I Was in a State of Disillusion - by Joyce Ndungu
It was as if I was never pregnant expect for a bulging stomach. I was extra active, energetic, and even glowing for the nine months. I went about shopping for tiny vests, shorts, and socks, and prepared the room in preparation of the arrival of my baby girl. Yes, I had the sex revelation done before just to be sure we were getting more pink stuff than blue. On the 41st week, 3rd October 2016, I proceeded to check myself into hospital for the induction process.
I could not wait for my baby girl to get here already. I writhed in labor pains all through to the morning of 5th October. I had dilated only 4cm and the baby’s head was stuck in the cervix. An emergency caesarean section had to be done and later that afternoon, baby Zuri was born. No cries rented the air; was the baby really born or was it a still birth? She was immediately taken to the nursery as the doctors concluded that she had congenital and skeletal anomalies, a leopard skin, and a weak muscle tone. Upon recovering from theatre (surgical suite), I was wheeled into the neonatal intensive care unit (NICU), where my baby lay asleep covered in oxygen tubes as she was not able to breathe properly on her own.
There lay my angel in a leopard skin, short neck, low ear set, flat nose bed, widely spaced nipples, single palm crease, and some skeletal anomalies. She later developed an infection while at the NICU and had to stay there to for five days. A pediatric cardiologist broke the news to me that Zuri had two heart defects in the wall between the two upper collecting heart chambers, Atrial septal defects (ASD) and between the two bottom pumping heart chambers, Ventricular septal defects (VSD). He assured me that it would clear with time, but another checkup was required at week 6.
I was in a state of disillusion as this was too much information to digest at once. All alone in the room with the doctor, I could barely hear what she said upon discharge. She was put on occupational therapy as I went about the usual antenatal visits. She was not adding weight and her feeding was very poor. With every clinic visit came new nutritional suggestions and I employed most of them if not all but none of them seemed to work.
Zuri weighed 3.1kg at 5 months. I later conducted a thyroid test, she had hypothyroidism and was put on medication. One evening, she had difficulty breathing and I had to rush her to a pediatrician who conducted an X-ray. Her heart was larger than usual, and she was referred to the cardiologist. Her diagnosis was that she undertakes an emergency open heart operation immediately as she had less than one month to live and since she was underweight, the surgery could only be done in India.
As we prepared to travel, I had a karyotype test done which confirmed that Zuri had Turner syndrome. Thanks to family and friends, we were able to have a successful surgery conducted in India on the 6th of April 2016. I thought all would be fine and went back to work. But this was the beginning of sleepless nights in hospital corridors. Zuri suffered several attacks from pneumonia, constipation, constant high fevers, and repeated ear infections back to back. I was in and out of hospital and on different medication.
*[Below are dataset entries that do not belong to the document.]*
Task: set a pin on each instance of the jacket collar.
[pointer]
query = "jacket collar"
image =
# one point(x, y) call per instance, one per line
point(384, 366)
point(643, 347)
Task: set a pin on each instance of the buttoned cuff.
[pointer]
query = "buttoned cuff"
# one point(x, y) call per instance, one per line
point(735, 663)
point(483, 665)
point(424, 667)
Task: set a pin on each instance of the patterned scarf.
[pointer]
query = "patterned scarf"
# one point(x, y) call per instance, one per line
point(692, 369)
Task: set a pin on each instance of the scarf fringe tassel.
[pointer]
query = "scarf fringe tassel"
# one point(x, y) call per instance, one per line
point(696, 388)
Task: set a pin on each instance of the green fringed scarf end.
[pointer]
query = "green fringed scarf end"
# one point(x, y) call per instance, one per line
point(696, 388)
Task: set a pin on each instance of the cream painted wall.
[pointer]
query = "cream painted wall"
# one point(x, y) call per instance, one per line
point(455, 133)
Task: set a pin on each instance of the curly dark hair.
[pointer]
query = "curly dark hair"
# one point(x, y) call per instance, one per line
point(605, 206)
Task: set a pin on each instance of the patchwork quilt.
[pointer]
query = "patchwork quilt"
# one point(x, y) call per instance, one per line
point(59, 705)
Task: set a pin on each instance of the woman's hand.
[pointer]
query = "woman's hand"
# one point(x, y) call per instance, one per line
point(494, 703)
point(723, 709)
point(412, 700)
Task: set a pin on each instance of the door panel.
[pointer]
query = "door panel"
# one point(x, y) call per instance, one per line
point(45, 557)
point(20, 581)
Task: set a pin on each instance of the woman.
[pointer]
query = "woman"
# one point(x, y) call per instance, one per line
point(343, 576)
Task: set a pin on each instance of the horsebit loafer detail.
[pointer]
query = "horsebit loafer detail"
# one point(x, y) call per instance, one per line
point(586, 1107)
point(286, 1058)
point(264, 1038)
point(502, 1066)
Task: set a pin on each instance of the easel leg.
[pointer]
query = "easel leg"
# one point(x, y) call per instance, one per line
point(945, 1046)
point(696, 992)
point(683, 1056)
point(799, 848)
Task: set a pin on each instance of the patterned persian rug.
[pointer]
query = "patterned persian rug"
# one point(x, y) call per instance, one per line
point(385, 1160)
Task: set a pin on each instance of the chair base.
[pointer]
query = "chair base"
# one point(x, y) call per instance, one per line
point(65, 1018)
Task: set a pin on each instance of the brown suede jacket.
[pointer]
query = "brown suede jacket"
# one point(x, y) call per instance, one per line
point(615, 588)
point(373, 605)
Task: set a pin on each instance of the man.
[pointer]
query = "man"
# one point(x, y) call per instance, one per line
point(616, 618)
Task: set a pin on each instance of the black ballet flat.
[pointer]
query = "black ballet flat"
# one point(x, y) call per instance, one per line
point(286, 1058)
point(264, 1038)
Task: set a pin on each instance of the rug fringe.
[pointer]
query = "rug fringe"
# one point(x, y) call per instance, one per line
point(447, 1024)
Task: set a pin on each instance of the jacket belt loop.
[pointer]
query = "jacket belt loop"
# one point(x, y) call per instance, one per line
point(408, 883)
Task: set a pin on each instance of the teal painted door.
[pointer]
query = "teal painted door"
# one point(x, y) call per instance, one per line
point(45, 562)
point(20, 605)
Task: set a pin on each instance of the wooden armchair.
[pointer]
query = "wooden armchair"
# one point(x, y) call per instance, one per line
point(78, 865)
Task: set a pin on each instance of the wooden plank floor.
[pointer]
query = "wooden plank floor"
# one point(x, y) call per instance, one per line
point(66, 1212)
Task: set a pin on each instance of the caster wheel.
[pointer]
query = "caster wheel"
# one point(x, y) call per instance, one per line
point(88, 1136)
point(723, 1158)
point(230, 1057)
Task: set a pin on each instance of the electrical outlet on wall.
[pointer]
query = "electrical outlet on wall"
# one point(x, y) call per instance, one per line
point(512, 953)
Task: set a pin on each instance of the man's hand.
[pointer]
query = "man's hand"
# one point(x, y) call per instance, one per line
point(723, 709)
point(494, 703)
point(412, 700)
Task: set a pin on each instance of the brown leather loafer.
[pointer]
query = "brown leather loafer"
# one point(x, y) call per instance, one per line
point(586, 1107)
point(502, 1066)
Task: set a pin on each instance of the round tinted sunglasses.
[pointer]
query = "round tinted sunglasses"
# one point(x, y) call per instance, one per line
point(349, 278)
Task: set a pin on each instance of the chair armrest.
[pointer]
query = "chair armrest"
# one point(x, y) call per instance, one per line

Three months of this and I had to quit my job in the bank; my baby needed me. I also stopped the occupational therapy as this strained her heart. I have been managing the condition for 5 years now. She weighs 10.5 kgs. She started growth hormone therapy (GHT) when she turned 2. This is an injection of Somatropin which I give her every day before bedtime and will do so till she gets to puberty. I procure the drugs quarterly from India.
Zuri has occupational therapy (OT), which focuses on improving her ability to perform activities using her hands, including writing, dressing, and using the bathroom. OT also helps to straighten the back. She has three one-hour sessions a week.
Another challenge we face is managing Zuri’s weight. The weight of a normal 5 year old girl is 19kg. Zuri weighs 10.5kgs. Weight management will be done by stabilizing her thyroid functions and through a nutritionist’ diet. As she reaches the age of puberty, she will undergo estrogen hormone therapy and will also have to manage her ovaries before she gets to age 5, hoping she can have children later in life through IVF.
I have since managed to create and register The Turner Syndrome Trust in Kenya. So far, we have brought together 10 parents whose daughters’ have Turner syndrome and have formed a support group. We hope to reach more individuals living with TS and reach more parents and caregivers to make the journey easier for other more beautiful butterflies born with TS. We also had our first Turner Syndrome Awareness Walk last year. The aim of this walk was to create awareness. We invited medical practitioners to talk to the attendees after the walk and answer any questions raised. February is the Turner Syndrome Awareness Month. We are planning a medical and educational camp.